Here Steve takes us down the early history of Concur. He illustrates where the idea came from, and how the company came into being.
SM: What did the company do in the beginning? SS: We have always done the same thing. We have always been focused on automating the expense reporting process.
The way the company got started is interesting. When Mike and I were at Contact Software, in the last 9 months of our tenure there, as we were selling the company, I was traveling a fair bit. The bankers who were involved had me traveling a lot talking about the technology, about where we could take it, etc. to potential buyers, and with all that travel I never got around to filing my expense reports.
When we were dealing with Symantec to acquire Contact software, I had a chance to take a breather and one of the things the CFO told me was I had a week to get my expense reports in before the acquisition closes, and if I didn’t I was going to lose out on my expenses. As it turned out, I had about $150,000 in expense reports that I had to file. It literally took me a week to sit down and go through every single receipt, and put it on the form our company used. I am sure I lost money in the process.
As I wrapped that up, I talked with Mike and said “I can’t believe there is not a better way of doing this!” I had a three year employment contract with Symantec to honor, but I told him if you want to go start this company I know Raj is interested and I would be happy to help fund it, so let’s go solve this problem. That is the basis on which we started the company.
Mike and Raj are the guys who made a reality out of concept. They originally built a version of the product that was sold through retail stores. This is back before there was a concept of the Internet. We always knew this would end up being enterprise sales, so we made a version for the Enterprise which was a web-based solution. We were one of the first web business applications ever written.
In 1998 when we went public, we were the first web applications company to go public. We have always been at the forefront of our industry. With time it was very obvious the enterprise software licensing model had limited growth opportunities. Not every company in the world can afford to buy a license for a piece of software and then pay all of the consulting fees required to deploy it, as well as the ongoing maintenance fees.
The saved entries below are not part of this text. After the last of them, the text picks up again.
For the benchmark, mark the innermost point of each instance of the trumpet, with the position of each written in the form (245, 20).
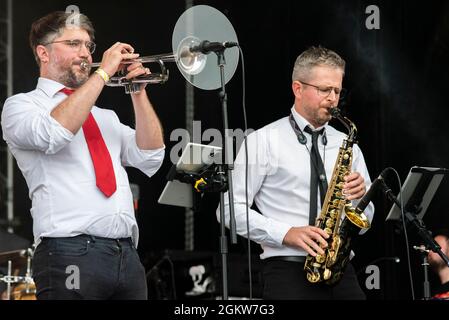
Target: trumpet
(188, 62)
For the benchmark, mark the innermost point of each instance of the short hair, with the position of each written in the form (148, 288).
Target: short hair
(313, 57)
(48, 28)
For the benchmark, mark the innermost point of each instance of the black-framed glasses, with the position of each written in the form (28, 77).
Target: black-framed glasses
(326, 91)
(76, 44)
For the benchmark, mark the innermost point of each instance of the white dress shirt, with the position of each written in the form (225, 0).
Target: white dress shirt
(279, 182)
(59, 172)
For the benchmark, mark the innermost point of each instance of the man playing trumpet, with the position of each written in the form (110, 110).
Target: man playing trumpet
(72, 155)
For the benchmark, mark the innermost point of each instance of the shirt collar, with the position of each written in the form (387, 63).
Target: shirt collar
(49, 87)
(302, 122)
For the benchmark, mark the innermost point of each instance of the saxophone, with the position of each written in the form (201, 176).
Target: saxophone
(329, 268)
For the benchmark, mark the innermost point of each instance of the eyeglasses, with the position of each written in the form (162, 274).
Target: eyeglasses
(326, 91)
(76, 44)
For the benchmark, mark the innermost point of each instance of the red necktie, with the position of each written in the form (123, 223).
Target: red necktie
(104, 171)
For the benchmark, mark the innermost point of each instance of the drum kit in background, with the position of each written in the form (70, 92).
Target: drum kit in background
(18, 287)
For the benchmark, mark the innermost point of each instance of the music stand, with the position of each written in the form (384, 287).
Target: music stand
(194, 160)
(417, 192)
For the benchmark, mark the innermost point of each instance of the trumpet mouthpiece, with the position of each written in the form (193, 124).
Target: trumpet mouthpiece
(335, 112)
(84, 65)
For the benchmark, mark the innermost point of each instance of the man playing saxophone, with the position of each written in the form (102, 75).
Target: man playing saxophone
(72, 155)
(290, 164)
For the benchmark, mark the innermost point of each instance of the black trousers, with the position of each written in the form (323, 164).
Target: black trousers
(286, 280)
(87, 267)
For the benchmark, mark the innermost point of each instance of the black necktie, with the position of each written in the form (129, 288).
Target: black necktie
(317, 175)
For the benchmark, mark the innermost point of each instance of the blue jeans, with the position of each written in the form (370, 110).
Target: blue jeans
(88, 267)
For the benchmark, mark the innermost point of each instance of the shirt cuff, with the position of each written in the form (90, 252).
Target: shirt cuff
(278, 230)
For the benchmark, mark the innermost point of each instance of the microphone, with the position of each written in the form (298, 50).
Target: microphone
(378, 182)
(207, 47)
(135, 190)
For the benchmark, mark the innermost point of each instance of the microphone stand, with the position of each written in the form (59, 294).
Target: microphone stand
(425, 263)
(225, 169)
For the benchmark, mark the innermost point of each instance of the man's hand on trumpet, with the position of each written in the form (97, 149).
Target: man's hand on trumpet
(113, 57)
(137, 69)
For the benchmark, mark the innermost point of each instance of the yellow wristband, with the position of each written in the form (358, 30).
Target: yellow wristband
(103, 75)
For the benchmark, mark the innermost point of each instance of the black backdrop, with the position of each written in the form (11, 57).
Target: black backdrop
(398, 78)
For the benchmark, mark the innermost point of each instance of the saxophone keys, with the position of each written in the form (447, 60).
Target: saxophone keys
(327, 274)
(313, 277)
(319, 259)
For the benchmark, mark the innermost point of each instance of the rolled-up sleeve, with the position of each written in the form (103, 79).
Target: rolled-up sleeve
(262, 229)
(147, 161)
(27, 126)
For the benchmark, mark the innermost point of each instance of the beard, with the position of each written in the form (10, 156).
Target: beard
(318, 117)
(73, 78)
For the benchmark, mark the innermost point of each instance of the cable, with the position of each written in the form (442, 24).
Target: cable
(245, 127)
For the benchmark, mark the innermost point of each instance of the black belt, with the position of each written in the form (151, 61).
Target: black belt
(300, 259)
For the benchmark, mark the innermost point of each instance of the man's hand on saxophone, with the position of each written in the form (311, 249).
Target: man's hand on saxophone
(354, 187)
(309, 238)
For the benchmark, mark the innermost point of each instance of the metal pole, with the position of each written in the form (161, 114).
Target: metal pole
(189, 220)
(9, 92)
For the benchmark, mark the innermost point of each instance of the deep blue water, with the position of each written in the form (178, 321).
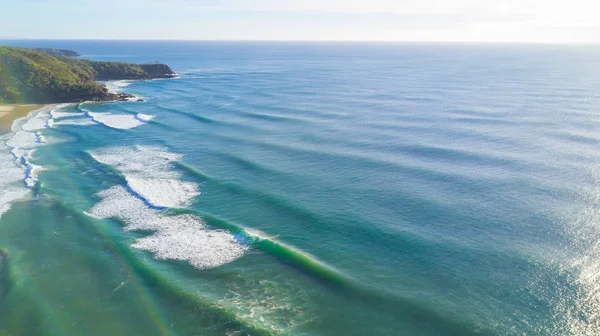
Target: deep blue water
(311, 189)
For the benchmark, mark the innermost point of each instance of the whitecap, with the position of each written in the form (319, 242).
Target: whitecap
(72, 122)
(144, 117)
(181, 237)
(148, 172)
(59, 114)
(119, 121)
(164, 193)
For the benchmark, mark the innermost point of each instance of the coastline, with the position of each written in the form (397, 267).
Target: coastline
(11, 112)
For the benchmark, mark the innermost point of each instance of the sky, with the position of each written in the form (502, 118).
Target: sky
(539, 21)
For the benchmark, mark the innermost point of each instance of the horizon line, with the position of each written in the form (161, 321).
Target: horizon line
(299, 40)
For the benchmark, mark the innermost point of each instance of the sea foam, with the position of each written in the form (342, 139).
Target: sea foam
(15, 158)
(148, 172)
(181, 237)
(119, 121)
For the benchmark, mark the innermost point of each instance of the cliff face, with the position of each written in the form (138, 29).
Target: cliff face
(32, 76)
(58, 52)
(158, 70)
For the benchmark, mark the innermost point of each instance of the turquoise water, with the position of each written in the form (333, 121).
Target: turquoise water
(310, 189)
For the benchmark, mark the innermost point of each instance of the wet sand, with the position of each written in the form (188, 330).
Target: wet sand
(9, 113)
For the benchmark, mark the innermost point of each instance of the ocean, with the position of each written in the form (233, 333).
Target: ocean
(303, 188)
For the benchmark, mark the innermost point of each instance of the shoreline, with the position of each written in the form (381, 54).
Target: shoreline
(9, 113)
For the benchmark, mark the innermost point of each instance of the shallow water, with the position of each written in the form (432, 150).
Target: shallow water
(310, 189)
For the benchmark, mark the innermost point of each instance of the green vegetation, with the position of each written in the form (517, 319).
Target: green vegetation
(29, 76)
(32, 76)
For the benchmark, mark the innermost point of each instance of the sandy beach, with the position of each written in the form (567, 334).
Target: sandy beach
(9, 113)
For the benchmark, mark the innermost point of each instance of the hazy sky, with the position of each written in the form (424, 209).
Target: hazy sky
(572, 21)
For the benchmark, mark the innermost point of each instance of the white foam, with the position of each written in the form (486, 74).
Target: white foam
(164, 193)
(181, 237)
(119, 121)
(148, 172)
(144, 117)
(73, 122)
(34, 124)
(23, 140)
(59, 115)
(11, 180)
(116, 86)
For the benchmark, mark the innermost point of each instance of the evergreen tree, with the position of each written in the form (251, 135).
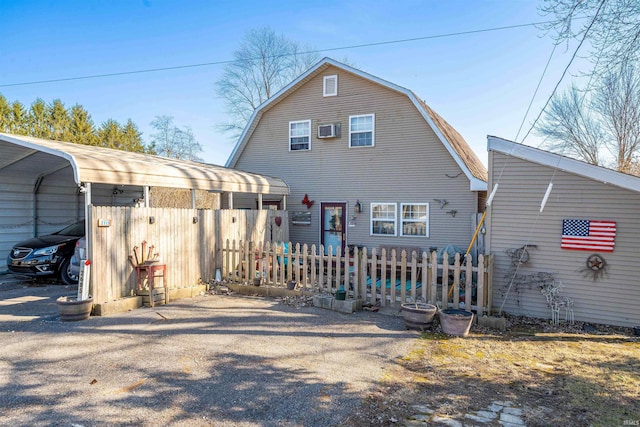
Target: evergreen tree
(58, 121)
(5, 114)
(18, 119)
(81, 127)
(132, 138)
(110, 135)
(38, 125)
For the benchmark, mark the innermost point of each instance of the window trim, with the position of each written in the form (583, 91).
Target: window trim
(308, 135)
(325, 92)
(373, 130)
(403, 220)
(395, 219)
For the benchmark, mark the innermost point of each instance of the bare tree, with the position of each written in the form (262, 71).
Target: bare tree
(570, 128)
(588, 125)
(611, 26)
(263, 64)
(172, 141)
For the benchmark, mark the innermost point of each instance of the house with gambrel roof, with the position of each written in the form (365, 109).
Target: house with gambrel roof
(368, 163)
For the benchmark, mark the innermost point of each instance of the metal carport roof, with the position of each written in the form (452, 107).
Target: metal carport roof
(40, 157)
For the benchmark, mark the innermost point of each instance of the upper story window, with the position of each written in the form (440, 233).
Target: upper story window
(300, 135)
(362, 130)
(330, 86)
(414, 219)
(383, 219)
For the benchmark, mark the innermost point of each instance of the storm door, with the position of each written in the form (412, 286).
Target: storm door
(333, 229)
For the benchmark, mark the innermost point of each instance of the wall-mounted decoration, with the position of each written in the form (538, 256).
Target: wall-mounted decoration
(443, 202)
(596, 267)
(307, 202)
(301, 218)
(519, 255)
(588, 235)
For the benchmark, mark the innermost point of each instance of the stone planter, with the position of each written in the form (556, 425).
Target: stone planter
(456, 322)
(418, 315)
(72, 310)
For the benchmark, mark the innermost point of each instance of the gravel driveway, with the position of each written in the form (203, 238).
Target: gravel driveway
(212, 360)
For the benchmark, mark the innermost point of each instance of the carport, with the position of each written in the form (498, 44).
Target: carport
(48, 184)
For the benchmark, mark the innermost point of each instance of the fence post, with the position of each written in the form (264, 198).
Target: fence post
(313, 266)
(445, 280)
(456, 281)
(321, 270)
(374, 277)
(425, 276)
(480, 286)
(468, 286)
(414, 275)
(392, 276)
(434, 277)
(347, 271)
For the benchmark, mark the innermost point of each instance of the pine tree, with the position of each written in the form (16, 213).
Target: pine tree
(81, 127)
(38, 125)
(58, 121)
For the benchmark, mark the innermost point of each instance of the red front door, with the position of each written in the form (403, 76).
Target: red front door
(333, 232)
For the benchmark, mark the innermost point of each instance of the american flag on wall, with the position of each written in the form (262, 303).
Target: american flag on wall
(588, 235)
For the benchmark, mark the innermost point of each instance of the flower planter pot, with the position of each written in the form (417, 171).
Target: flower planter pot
(456, 322)
(418, 315)
(72, 310)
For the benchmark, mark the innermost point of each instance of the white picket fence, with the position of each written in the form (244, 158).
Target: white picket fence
(379, 278)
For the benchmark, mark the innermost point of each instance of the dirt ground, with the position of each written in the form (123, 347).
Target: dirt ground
(578, 375)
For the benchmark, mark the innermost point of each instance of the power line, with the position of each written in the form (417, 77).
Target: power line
(223, 62)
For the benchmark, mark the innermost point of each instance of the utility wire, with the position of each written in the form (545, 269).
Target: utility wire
(534, 227)
(224, 62)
We looked at the business model, and realized the ideal business model is one that looks like the payroll industry; something where the customer can get all of the benefits of the services, complete enterprise level functionality, but in a cost model that was comparable to outsourcing payroll and in a service model which was comparable. It had to be something that was deployed quickly, low cost, and used on a transactional basis. In this way, you are only paying for what you use.